John Cullen
- Born: May 16, 1990 (age 35) La Mirada, California, U.S.
- Height: 1.95 m (6 ft 5 in)
- Weight: 118 kg (260 lb; 18 st 8 lb)

Rugby union career
- Position(s): Lock, No. 8

Amateur team(s)
- Years: Team / Apps / (Points)
- 2011–2013: University of Utah
- 2013–present: Seattle Saracens Des Moines Rugby Club

Senior career
- Years: Team / Apps / (Points)
- 2018–2020: Utah Warriors / 26 / (10)
- 2023–: Chicago Hounds / 1 / (0)
- Correct as of 19 April 2023

International career
- Years: Team / Apps / (Points)
- 2014: United States / 3 / (0)
- Correct as of November 23, 2014

= John Cullen (rugby union) =

American rugby union athlete

John Cullen (born May 16, 1990 in La Mirada, California) is an American rugby union athlete who plays for the Chicago Hounds in Major League Rugby (MLR).

He previously played for the Utah Warriors in the MLR and the United States national rugby union team as a lock.

He currently coaches alongside fellow USA Eagle Tim Maupin at Des Moines Rugby Club. Located in West Des Moines, Iowa, both John and Tim are working to turn the club into an MLR academy team. In recent years, the club has made great strides and are on the come up.

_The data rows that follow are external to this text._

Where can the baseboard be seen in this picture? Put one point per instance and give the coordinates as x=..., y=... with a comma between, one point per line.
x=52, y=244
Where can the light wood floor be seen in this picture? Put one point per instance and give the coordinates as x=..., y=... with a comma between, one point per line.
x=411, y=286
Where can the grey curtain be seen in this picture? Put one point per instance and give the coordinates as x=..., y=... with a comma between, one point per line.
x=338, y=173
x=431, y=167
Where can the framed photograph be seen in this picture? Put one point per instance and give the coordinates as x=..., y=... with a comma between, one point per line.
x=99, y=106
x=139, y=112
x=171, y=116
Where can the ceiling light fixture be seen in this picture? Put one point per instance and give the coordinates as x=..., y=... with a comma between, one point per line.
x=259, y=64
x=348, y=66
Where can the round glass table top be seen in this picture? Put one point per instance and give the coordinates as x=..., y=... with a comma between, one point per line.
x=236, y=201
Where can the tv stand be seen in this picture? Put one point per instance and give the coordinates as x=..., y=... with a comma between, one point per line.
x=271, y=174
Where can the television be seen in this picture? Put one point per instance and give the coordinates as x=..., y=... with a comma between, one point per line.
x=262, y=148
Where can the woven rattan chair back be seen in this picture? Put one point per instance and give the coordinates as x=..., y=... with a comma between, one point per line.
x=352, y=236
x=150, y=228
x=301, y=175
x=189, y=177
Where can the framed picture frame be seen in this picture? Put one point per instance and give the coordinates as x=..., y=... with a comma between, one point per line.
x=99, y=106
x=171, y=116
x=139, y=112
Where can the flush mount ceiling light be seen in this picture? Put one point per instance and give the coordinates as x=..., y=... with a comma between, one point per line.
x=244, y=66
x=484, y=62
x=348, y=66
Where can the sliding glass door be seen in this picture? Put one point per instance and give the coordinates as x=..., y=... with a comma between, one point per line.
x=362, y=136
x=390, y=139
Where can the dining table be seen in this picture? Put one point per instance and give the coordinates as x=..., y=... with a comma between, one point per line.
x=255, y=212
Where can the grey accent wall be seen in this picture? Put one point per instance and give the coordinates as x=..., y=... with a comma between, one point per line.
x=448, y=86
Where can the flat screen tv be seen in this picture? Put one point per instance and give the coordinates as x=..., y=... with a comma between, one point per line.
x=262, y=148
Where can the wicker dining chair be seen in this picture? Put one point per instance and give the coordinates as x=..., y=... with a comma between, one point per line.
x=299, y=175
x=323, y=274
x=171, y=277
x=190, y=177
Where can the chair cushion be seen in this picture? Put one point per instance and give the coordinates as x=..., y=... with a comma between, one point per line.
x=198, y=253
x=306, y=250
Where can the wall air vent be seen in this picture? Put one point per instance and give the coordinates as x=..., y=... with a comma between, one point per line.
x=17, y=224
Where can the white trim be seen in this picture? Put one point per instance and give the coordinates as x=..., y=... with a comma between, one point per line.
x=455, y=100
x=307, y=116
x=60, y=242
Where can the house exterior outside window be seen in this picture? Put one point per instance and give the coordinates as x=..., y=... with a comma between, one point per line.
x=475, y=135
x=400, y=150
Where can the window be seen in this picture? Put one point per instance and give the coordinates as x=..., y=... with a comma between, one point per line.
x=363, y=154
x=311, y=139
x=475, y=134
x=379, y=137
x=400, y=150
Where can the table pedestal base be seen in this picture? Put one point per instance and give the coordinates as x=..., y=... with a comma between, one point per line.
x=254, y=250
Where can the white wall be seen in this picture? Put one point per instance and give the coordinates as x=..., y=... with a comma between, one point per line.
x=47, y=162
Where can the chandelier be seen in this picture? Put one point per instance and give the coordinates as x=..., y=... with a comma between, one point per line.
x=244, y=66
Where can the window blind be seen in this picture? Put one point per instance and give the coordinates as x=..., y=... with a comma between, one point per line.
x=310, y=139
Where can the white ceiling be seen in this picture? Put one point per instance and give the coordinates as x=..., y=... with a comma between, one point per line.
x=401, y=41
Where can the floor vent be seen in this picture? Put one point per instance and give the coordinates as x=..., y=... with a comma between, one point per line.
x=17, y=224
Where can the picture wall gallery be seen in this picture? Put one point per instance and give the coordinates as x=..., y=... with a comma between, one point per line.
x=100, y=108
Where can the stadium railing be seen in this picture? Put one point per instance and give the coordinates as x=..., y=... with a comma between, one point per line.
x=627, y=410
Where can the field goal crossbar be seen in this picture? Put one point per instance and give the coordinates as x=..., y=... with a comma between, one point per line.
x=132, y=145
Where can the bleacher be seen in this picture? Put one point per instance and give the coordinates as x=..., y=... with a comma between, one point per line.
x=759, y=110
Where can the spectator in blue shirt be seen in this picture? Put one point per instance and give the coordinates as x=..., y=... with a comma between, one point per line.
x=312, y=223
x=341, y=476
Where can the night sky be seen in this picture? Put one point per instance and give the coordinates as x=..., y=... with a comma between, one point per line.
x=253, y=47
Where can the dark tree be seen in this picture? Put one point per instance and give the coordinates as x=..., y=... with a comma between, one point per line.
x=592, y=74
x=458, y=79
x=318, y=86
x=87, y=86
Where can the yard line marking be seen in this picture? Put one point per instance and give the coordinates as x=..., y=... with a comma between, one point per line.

John was selected to tour with the USA Selects for the 2013 and 2014 Americas Rugby Championship, and most recently for the 2014 End of Year Tour of Europe. His debut with the Eagles was in November 2014 against Romania, and he earned his first starting cap against Tonga. He was called in to train at the Summer 2014 High-Performance Camp with the Men's Eagles Sevens team.

==Club==
Cullen initially played his club rugby with Seattle Saracens, winners of the Okanagan Spring Brewery League as well as the inaugural Elite City Sevens Tournament. He was named to the All-Tournament Team for the 2014 Elite City Sevens Tournament and scored four tries in the 2014 World Club 7s Tournament at Twickenham Stadium as Seattle won the Shield.

==College==
Cullen was a USA Rugby Collegiate All American at Utah and toured New Zealand with the 2013 Men's Collegiate All-Americans.
Before transitioning to rugby, Cullen was a second-team all-Pac-12 conference left tackle who started 24 games in two seasons for Utah.